LE MONDE DE MAGGIE PAR MAGGIE THOMPSON

Maggie's World 022 : Les métiers de la bande dessinée

Toucan HD lisant une bande dessinée

Un récent atelier de l'université du Wisconsin était consacré au commerce de la bande dessinée, et j'ai pu y assister. L'animateur James Danky a présenté et interviewé Milton Griepp et Denis Kitchen. Ils ont commencé par évoquer leurs débuts dans le domaine : Milton en tant que vendeur lors de conventions de bandes dessinées et Denis en tant que fabricant et vendeur de ses propres bandes dessinées. Milton s'est principalement attaché à expliquer les aspects économiques du monde actuel de la commercialisation des bandes dessinées, tandis que Denis a abordé les difficultés liées à la recherche d'une carrière dans le domaine de la création de bandes dessinées.
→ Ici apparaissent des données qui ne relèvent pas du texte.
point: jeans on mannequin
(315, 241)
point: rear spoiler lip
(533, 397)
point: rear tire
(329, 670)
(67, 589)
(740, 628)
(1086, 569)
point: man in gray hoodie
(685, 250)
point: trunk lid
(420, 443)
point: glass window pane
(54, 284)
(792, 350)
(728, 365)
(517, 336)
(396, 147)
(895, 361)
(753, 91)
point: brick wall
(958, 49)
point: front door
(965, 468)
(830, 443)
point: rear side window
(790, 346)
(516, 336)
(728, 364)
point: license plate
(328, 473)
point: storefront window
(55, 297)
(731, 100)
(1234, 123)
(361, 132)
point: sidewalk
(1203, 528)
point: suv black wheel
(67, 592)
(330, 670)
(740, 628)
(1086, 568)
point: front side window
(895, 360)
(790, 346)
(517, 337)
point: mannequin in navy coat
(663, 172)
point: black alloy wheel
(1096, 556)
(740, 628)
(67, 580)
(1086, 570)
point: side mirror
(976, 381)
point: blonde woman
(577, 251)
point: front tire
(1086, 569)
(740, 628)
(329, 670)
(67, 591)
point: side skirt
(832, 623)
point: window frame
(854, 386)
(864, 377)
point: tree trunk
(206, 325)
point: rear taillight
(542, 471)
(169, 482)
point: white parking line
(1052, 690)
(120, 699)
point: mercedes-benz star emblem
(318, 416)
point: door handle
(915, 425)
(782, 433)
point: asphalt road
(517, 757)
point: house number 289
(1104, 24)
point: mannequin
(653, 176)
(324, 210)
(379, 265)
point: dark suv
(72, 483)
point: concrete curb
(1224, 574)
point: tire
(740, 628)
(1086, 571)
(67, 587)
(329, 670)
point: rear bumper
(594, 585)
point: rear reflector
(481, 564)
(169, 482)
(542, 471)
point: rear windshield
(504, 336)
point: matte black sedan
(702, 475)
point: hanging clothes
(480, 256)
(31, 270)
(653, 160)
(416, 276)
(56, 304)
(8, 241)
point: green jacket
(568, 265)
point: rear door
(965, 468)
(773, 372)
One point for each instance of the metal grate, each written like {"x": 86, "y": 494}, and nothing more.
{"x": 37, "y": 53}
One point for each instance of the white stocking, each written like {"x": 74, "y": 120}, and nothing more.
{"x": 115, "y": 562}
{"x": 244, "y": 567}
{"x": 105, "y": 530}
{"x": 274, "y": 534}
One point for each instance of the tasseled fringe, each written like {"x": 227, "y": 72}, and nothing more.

Je suis sorti de cette session riche en informations avec un défi en tête de mes pensées : Comment peut-on travailler dans la bande dessinée de nos jours ? Les participants semblaient être principalement de jeunes créateurs qui se demandaient s'ils allaient faire carrière dans ce domaine, et Denis les avait encouragés à trouver un moyen de publier leur propre matériel, en l'adaptant aux personnes qu'ils connaissaient. Il a parlé de son approche initiale : créer des bandes dessinées qui avaient plu à ses amis et camarades de l'université du Wisconsin-Milwaukee, puis vendre des recueils de ces bandes dessinées sous forme de bandes dessinées.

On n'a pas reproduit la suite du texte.